Na primeira cena de “O Lenhador”, filme de Nicole Kassell, somos inseridos no mundo de Walter (Kevin Bacon), um homem que, depois de passar doze anos na prisão, foi colocado em liberdade condicional assistida. A partir de então, Walter retorna à sua cidade natal; arruma um emprego na madeireira do filho de um amigo seu (interpretado por David Alan Grier); aluga um apartamento com vista para uma escola de 1º grau; faz visitas periódicas a um terapeuta; recebe o Sargento Lucas (Mos Def), o agente da condicional, em sua casa. Enfim, Walter toma todas as providências para levar uma vida a mais próxima do normal.
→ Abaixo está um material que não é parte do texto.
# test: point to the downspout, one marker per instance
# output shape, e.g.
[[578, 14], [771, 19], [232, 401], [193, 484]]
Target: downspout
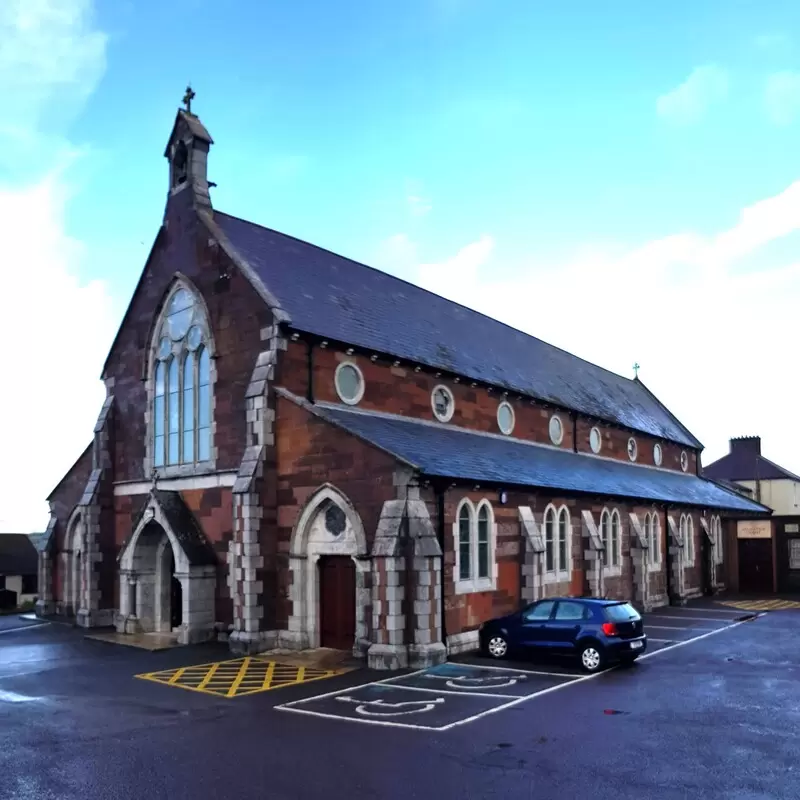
[[667, 556], [439, 492], [310, 367]]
Mais do que mostrar a luta de um homem para se reinserir na sociedade, “O Lenhador” retrata a batalha de um homem contra os seus próprios demônios. Por trás da aparência introvertida e, até certo ponto, quieta, existe um homem muito atormentado pelos pensamentos impuros que o levaram à cadeia. Walter molestou garotas na faixa etária entre 11 e 14 anos e ele tem uma única súplica: quer ser normal, quer poder olhar para uma menina sem querer dormir com ela. Um pedido que fica difícil de ser atendido enquanto ele se enxerga em outros homens que gostam de observar crianças ou até mesmo em pais que são carinhosos com suas filhas (mesmo que esses pais não tenham os mesmos pensamentos que Walter).
Na sua volta à sociedade, Walter ergue uma espécie de muro entre ele e as pessoas com quem ele passará a conviver. Sua postura “discreta” será objeto de muito interesse e especulação. Serão poucos aqueles a ultrapassar a barreira que Walter ergueu entre ele e o mundo: além do terapeuta que Walter vê semanalmente (e com quem divide seus pensamentos e súplicas), o cunhado Carlos (Benjamin Bratt) e a colega de trabalho – e interesse amoroso – interpretada por Kyra Sedgwick (mulher de Kevin Bacon na vida real) conseguirão se comunicar e, principalmente, ajudar Walter a reencontrar o seu lugar na sua difícil volta à vida em sociedade.
“O Lenhador” lida com a pedofilia, um tema bastante polêmico. Seria fácil para o filme desbancar para um lado sensacionalista. Felizmente, esse não foi o caminho escolhido por Nicole Kassell, que aborda o tema sem fazer qualquer julgamento e com muita delicadeza (fato corroborado pela soberba atuação de Kevin Bacon, que combina momentos de comedimento e outros de entrega emocional). A história de Walter é a história de muitos outros homens (assaltantes, estupradores, seqüestradores, assassinos, etc.) que – devidamente arrependidos e conscientes de suas falhas – só exigem da sociedade (e daqueles a quem amam) uma segunda chance, a oportunidade de serem normais e de serem tratados com dignidade e respeito e de poderem levar as suas vidas em paz.